The Office of Personnel Management is objecting to a report from federal auditors that its cybersecurity practices are lacking, and says the auditors held back on providing the agency with critical information.
The report, issued on Tuesday by the nonpartisan Government Accountability Office, found the agency’s systems lacked appropriate access control. OPM responded in a statement later in the day, saying the GAO had withheld information about its assessment of OPM’s “boundary protection” and “authorization” vulnerabilities.

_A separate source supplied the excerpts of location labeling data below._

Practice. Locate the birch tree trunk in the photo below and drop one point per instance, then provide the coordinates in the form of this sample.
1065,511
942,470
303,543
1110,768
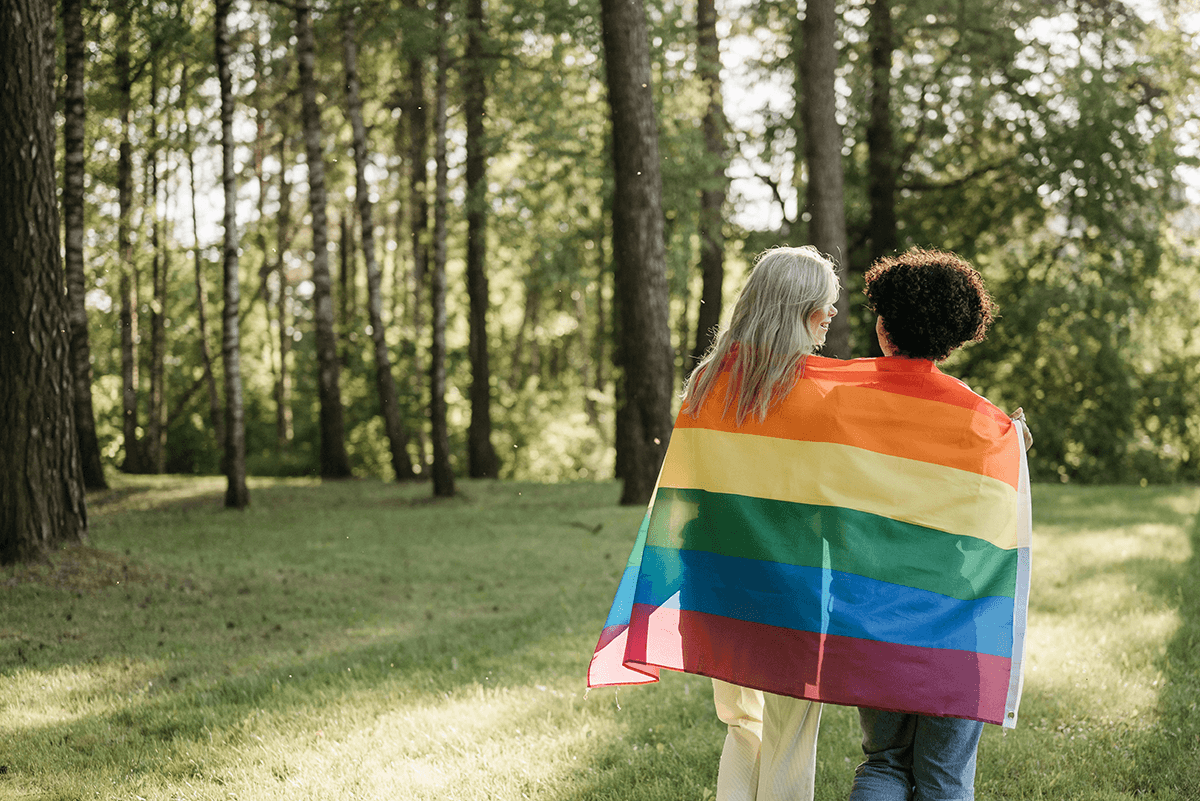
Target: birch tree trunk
443,473
283,431
237,494
127,285
155,433
42,499
639,252
385,384
75,114
712,196
822,152
480,453
880,143
334,461
417,127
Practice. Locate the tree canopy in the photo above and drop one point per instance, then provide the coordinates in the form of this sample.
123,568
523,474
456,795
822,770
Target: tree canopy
1045,142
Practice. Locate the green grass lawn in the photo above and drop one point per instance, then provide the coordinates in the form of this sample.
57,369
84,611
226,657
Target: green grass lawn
359,640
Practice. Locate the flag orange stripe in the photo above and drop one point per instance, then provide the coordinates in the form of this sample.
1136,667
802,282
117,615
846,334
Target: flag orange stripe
849,414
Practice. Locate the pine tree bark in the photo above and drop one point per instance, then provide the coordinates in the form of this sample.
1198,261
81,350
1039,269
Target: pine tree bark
480,453
156,433
334,461
237,494
712,196
822,151
415,119
443,473
42,501
215,415
73,169
639,252
283,429
127,287
385,384
881,158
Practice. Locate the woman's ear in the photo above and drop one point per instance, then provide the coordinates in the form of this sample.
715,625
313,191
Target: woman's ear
885,339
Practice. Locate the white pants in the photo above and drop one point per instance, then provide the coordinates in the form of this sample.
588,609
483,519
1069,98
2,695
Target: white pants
771,750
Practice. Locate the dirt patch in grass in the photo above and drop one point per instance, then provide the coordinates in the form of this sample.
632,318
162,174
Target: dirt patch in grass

“While OPM and GAO are in agreement on most of their recommendations, we continue to disagree with GAO’s security control assessments recommendation,” agency spokesman Samuel Schumach, said in a statement. He added that GAO had either failed to conduct or refused to provide OPM with analysis detailing the alleged weaknesses.
The vulnerabilities in question refer to the agency’s ability to fend off intrusions from outside attackers, as well as authorization restrictions in place to prevent insiders from inflicting serious damage. Schumach said the audit failed to account for improvements the agency had made since October of last year, including a cybersecurity monitoring system and its employees’ use of multifactor authentication.
“Over the past year, OPM has taken significant steps to enhance its cybersecurity posture, protect individuals who had their data stolen in the incidents last summer, and reestablish confidence in its ability to deliver on OPM’s core missions,” Schumach said.
Related Story: http://www.washingtonexaminer.com/article/2583869
The agency has been working to improve its cybersecurity posture following last year’s discovery that it had been breached by hackers linked to China. The hack resulted in the theft of information on more than 22 million people in the agency’s system, and the resignation of both its director and chief information officer.
The GAO report found that state-backed hackers were the most common source of attacks on government systems, and that malicious emails were the most common method of breaking in. Those findings were consistent with the OPM hack, which is thought to have originated in malicious email initially delivered to a contractor.
In addition to the OPM, the GAO also audited the Nuclear Regulatory Commission, the Department of Veterans Affairs, and NASA. Those agencies said they had no comment beyond their concurring responses included in the GAO report.